Kembali ke masalah kebuntuan komunikasi. Cak Imin belum pernah diajak bicara secara mendalam oleh Prabowo Subianto terkait penentuan capres dan cawapres dari KIR. Ketum PKB sudah secara gamblang menegaskan keinginannya menjadi cawapres dari KIR, dengan Prabowo sebagai presidennya. Di internal PKB Cak Imin sudah dideklarasikan sebagai capres, demikian juga Prabowo Subianto untuk Gerindra.
Cawapres menjadi posisi tawar dari PKB untuk kelanggengan keberadaan KIR. Kondisi serupa terjadi di KP. Belum terbentuknya KP karena NasDem, atau Anies Baswedan yang sudah diberi mandat untuk menentukan cawapresnya, sampai saat ini belum juga menyetujui siapa yang harus dipilih.
Anies menghadapi pilihan yang amat sulit. Memilih Agus Harimurti Yudhoyono, Ketum Demokrat, PKS bisa menarik diri dari rencana koalisi. Sebaliknya, menetapkan Ahmad Heryawan sebagai wakilnya, Demokrat belum tentu ikhlas.
Di tengah potensi ancaman penarikan diri dari PKS dan Demokrat tersebut, Koalisi Perubahan pun hanya akan menjadi angan-angan seandainya NasDem dan Anies Baswedan tiba-tiba memilih mantan Panglima TNI Jenderal Andika Perkasa sebagai wakilnya.

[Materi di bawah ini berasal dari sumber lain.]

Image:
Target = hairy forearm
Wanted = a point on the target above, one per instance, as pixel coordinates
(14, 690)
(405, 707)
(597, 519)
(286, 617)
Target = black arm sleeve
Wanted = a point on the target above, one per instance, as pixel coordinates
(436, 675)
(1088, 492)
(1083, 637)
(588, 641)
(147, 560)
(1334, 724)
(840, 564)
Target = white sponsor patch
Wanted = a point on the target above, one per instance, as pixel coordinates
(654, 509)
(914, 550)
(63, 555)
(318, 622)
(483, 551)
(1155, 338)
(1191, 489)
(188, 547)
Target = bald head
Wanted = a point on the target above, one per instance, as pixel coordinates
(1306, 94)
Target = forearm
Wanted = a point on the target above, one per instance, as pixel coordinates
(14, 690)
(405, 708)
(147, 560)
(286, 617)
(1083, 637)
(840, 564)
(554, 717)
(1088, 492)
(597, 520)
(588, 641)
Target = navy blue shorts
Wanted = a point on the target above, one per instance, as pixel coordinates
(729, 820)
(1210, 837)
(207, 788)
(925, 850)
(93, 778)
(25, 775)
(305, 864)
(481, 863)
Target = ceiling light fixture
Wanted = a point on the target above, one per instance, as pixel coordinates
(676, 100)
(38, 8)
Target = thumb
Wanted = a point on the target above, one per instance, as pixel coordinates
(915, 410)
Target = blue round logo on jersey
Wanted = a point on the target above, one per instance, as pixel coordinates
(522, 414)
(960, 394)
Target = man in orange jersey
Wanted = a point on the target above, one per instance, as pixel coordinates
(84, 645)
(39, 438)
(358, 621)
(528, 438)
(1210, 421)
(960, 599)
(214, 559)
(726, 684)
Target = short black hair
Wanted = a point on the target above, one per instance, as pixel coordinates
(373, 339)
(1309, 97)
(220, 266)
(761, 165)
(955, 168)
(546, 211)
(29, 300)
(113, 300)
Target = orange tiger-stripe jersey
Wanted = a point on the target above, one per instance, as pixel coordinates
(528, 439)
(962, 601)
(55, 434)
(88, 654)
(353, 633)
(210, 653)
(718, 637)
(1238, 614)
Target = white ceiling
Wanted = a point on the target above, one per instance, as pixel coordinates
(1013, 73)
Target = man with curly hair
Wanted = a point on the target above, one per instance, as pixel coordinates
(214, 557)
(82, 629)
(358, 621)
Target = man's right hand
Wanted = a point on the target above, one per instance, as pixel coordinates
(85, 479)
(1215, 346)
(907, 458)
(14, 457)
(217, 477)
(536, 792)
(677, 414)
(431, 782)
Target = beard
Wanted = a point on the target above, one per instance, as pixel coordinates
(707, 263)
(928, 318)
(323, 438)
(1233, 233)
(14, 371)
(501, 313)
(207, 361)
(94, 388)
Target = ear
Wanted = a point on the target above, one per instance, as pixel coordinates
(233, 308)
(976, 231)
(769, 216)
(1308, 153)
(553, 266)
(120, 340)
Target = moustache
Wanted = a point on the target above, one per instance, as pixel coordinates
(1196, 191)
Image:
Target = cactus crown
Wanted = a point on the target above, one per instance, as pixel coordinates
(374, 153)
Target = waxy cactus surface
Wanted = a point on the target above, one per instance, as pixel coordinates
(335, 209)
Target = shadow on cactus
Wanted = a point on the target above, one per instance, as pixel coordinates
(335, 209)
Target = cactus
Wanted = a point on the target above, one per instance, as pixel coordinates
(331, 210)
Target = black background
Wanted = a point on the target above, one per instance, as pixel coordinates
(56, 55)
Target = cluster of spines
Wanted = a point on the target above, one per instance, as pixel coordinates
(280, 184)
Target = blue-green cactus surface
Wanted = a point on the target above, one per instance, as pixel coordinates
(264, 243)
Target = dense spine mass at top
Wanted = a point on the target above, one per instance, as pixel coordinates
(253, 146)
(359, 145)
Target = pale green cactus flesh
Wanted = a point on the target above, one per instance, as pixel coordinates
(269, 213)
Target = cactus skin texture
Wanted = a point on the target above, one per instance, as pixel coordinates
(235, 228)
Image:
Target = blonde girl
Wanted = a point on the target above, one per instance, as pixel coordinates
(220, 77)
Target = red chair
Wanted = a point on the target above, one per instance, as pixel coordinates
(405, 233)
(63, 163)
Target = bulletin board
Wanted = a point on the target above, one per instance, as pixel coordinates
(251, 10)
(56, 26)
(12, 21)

Dalam pengamatan penulis, kebuntuan komunikasi ini tidak terjadi di KIB. Pasalnya, tiga partai KIB tidak menjadikan cawapres sebagai "bargaining position". Sementara soliditas koalisi terus dibangun melalui jalinan komunikasi yang intens, pembahasan terkait capres dan cawapres belum dilakukan secara mendalam.